Ses affaires marchaient mal et il était endetté jusqu’au cou. Quelques jours
après cette discussion, il se rendit à la basilique Sainte-Ascicle et tenta
d’extorquer, en échange de son silence, une grosse somme d’argent à Euloge.
Indigné, celui-ci lui rappela le pacte passé entre eux et le chassa de
l’église. Furieux, et sans consulter ses coreligionnaires, Anwar se rendit au
palais et sollicita une audience du grand eunuque, al-Nasr.
    Le fata al-kabir réalisa
immédiatement tout le profit qu’il pouvait tirer de cet incident et fit arrêter
Perfectus. Traduit devant un tribunal, le malheureux fut, conformément à la
loi, condamné à mort séance tenante. Al-Nasr retarda l’exécution. C’était un
spectacle qu’il souhaitait offrir au peuple à l’occasion de la fête marquant la
fin du ramadan.
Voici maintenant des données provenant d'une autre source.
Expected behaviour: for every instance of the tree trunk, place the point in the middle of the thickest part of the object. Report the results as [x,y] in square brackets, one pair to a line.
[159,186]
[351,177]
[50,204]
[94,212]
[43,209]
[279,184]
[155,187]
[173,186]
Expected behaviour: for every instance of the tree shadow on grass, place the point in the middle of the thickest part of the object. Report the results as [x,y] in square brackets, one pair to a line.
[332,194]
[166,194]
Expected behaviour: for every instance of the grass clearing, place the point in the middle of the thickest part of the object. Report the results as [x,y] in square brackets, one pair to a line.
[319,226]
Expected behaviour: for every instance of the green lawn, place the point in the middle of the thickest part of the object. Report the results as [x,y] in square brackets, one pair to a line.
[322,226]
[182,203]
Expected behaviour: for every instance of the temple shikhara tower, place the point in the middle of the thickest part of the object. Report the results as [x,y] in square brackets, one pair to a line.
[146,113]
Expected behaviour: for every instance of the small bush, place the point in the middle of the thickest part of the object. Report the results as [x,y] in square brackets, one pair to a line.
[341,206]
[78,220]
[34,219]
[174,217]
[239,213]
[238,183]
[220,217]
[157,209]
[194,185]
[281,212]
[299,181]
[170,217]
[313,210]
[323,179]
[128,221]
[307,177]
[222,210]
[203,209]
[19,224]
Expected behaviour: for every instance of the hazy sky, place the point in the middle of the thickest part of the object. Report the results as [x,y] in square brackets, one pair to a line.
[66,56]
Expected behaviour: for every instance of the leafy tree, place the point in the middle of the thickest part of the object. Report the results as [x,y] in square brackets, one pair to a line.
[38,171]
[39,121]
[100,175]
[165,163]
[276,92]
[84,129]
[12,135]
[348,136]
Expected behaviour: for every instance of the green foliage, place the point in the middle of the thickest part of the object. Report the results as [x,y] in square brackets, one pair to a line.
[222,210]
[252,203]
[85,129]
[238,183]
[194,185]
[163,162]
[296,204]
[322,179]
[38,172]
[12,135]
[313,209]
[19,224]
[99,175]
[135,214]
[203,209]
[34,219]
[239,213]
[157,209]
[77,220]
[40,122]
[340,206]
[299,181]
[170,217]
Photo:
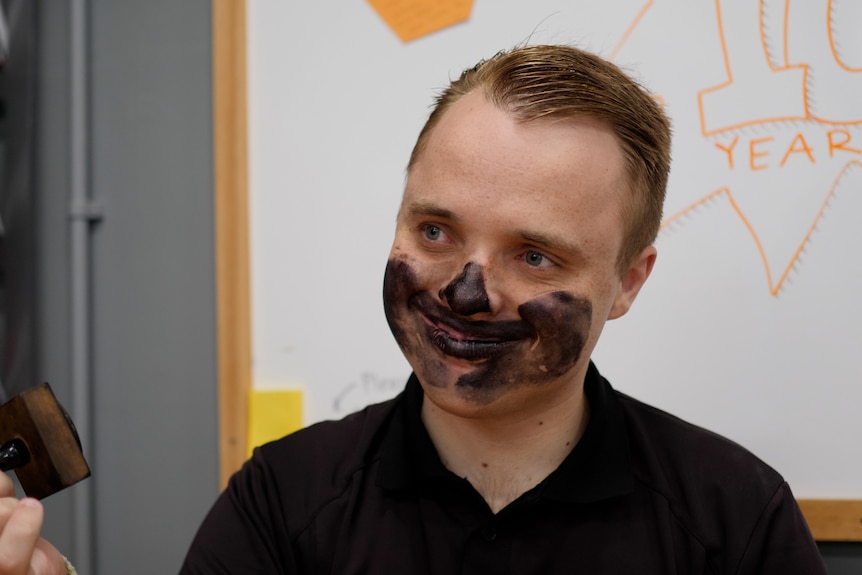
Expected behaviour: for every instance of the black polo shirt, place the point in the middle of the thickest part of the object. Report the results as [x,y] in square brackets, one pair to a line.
[642,492]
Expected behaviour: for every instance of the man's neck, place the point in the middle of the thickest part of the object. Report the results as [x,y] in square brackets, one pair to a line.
[505,457]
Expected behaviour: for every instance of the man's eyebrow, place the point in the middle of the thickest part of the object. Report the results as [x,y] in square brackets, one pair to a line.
[552,242]
[429,209]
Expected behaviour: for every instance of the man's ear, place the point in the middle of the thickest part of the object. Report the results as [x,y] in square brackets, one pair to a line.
[632,281]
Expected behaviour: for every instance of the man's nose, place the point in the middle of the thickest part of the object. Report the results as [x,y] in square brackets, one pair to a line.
[466,293]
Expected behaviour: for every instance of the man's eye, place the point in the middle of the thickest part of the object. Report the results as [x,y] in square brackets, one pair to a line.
[535,259]
[432,233]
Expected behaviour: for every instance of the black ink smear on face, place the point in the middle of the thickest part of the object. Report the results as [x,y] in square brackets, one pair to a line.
[541,346]
[466,293]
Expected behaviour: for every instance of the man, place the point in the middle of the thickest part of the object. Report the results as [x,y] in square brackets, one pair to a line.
[533,196]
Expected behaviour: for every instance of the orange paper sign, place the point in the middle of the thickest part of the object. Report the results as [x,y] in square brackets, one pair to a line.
[410,19]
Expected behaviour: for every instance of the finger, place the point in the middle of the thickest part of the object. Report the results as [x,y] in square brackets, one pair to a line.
[7,488]
[7,506]
[19,537]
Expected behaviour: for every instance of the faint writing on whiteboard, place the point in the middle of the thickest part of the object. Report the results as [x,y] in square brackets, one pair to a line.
[368,388]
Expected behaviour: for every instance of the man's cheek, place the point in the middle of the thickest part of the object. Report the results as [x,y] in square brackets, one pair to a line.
[562,323]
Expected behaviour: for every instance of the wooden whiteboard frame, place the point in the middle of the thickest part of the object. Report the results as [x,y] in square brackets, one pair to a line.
[230,154]
[829,520]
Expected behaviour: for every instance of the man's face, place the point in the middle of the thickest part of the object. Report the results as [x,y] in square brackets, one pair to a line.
[503,270]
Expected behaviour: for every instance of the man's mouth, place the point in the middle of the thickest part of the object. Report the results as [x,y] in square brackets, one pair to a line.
[470,340]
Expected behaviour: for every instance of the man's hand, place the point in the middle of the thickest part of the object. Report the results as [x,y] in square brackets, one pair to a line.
[22,551]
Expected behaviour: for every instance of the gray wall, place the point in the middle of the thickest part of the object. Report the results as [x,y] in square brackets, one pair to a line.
[153,443]
[154,431]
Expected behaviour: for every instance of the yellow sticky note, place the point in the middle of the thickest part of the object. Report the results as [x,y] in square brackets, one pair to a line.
[410,19]
[272,413]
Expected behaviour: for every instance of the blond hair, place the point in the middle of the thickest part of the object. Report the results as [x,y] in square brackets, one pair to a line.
[560,82]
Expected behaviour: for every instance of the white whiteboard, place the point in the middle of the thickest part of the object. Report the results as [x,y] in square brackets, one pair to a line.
[336,102]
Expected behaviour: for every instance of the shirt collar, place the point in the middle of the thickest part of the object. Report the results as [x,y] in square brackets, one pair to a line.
[599,467]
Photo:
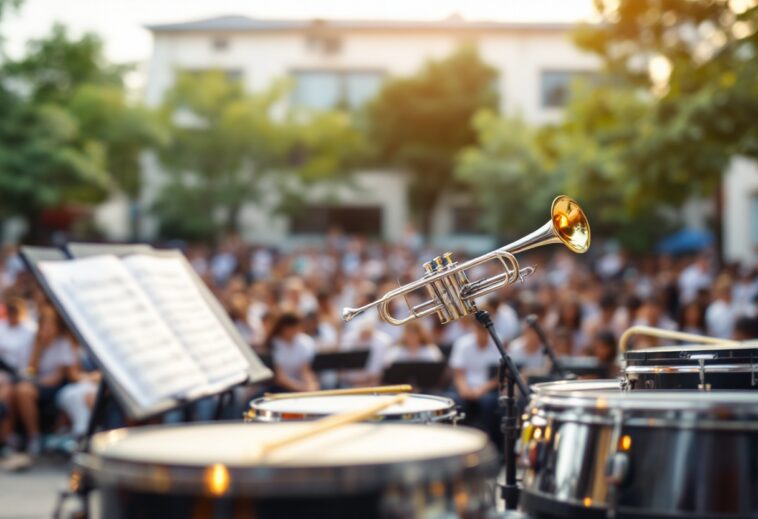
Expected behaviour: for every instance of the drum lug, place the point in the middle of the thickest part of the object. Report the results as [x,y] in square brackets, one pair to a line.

Informé de l’affaire, l’évêque de Kurtuba, Saül, intervint,
sans succès, auprès de Comes, puis, muni des témoignages des autres
participants à la discussion, se rendit chez Mohammed Ibn Rustum pour demander
la grâce du prêtre qui n’avait consenti à parler qu’assuré que rien de fâcheux
ne lui arriverait. Indigné du comportement de son rival, le hadjib tenta alors
d’obtenir la clémence d’Abd al-Rahman mais ce dernier, manipulé par le fqih
Yahya Ibn Yahya al-Laithi, laissa la justice suivre son cours. Le 1 er shawwal 235 [129] après la grande prière qui se tenait, ce jour-là, sur le Rasif, Perfectus fut exécuté sous les quolibets et les lazzis de la foule.
    Grisé par ce succès et sa popularité
auprès de la lie de la populace, al-Nasr perdit tout sens de la mesure. Abd
al-Rahman vieillissait. Soucieux d’assurer son avenir après le décès du
souverain, le grand eunuque se rapprocha de Tarub, faisant comprendre à la
princesse qu’il pourrait faciliter l’accession au trône de son fils Abdallah.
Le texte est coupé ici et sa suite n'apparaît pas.